JAKARTA - Wakil Ketua DPR RI Sufmi Dasco Ahmad mengaku telah meminta jajaran Komisi V DPR RI untuk meninjau ulang proses evakuasi pendaki asal Brasil yang tewas di Gunung Rinjani.
"Tadi kami sudah sampaikan kepada komisi terkait untuk juga melakukan kunjungan atau juga evaluasi dan memberikan masukan kepada Pemerintah tentang hal yang terjadi di Rinjani," kata Dasco saat ditemui di Kompleks Parlemen, Senayan, Jakarta Pusat, Kamis (26/6/2025).
Sedianya, Tim SAR gabungan akhirnya berhasil mengevakuasi jasad pendaki asal Brasil Juliana Marins (27) yang jatuh di jurang Gunung Rinjani, Jasad korban ditarik menggunakan tali dari kedalaman 600 meter, Rabu, 25 Juni 2025.
Juliana dilaporkan jatuh di jurang Cemara Nunggal, menuju arah Segara Anak puncak Gunung Rinjani pada Sabtu, 21 Juni 2025.
Wakil Ketua Komisi V DPR RI Syaiful Huda menyatakan bakal memanggil Basarnas imbas warganet Brazil protes di platform media sosial imbas pendaki Juliana Marins terjatuh ke jurang Gunung Rinjani tersebut.
Huda menilai wajar, warganet Brasil protes dan kecewa atas lambannya proses evakuasi Juliana. Menurutnya, potensi Juliana bisa selamat terbuka lebar bila evakuasi lebih cepat.
"Kami menilai respons netizen wajar saja disampaikan mengingat kondisi korban yang relatif baik sesaat setelah jatuh ke jurang.
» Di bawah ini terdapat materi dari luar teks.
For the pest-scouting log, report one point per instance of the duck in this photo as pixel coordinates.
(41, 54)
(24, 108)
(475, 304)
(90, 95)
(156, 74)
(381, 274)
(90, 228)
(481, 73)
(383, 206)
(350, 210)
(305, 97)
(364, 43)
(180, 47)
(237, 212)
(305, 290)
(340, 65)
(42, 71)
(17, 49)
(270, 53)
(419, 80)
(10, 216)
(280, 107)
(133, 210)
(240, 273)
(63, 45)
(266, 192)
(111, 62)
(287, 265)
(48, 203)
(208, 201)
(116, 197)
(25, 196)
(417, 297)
Andaikan proses penyelamatan bisa dilakukan lebih cepat maka peluang hidup korban akan lebih tinggi," kata Huda dalam keterangannya, Kamis (26/6/2025).
Kendati demikian, Huda mengatakan, Komisi V DPR RI bakal memanggil Basarnas untuk meminta keterangan terkait proses evakuasi Juliana. "Maka kami akan meminta keterangan dari Basarnas terkait mekanisme penyelamat korban kenapa tidak bisa segera dilakukan," ujar Huda.
"Apakah ada kendala dalam rantai pengambilan keputusan? Apakah karena ada keterbatasan sumber daya manusianya? Apakah ada keterbatasan peralatan dan sarana pendukung lainnya? Apakah karena faktor cuaca buruk dan kondisi medan? Ini perlu diperjelas," tambahnya.
Lebih lanjut, Huda menyampaikan, Badan SAR di berbagai negara maju menjadi salah satu indikator utama kesigapan Pemerintah dalam melindungi rakyatnya. Untuk itu, ia menilai, Badan SAR perlu dipersiapkan secara serius baik dari sisi anggaran, peralatan hingga seleksi ketat para personelnya.
"Dalam situasi penyelamatan WNA Badan SAR bisa menjadi 'wajah' negara dalam komunitas internasional. Jika berhasil maka membawa harum nama negara, jika gagal bisa menjadi kampanye negatif bagi negara," kata Huda.
"Badan SAR kita anggarannya relatif terbatas yakni sekitar Rp1,01 triliun. Nah apakah keterbatasan dana ini berimbas pada kualitas pencarian dan penyelamatan ini yang perlu ditelusuri lebih lanjut. Meskipun selama ini kami menilai Basarnas telah berjuang maksimal dalam setiap operasi mereka di tengah keterbatasan yang ada," pungkasnya.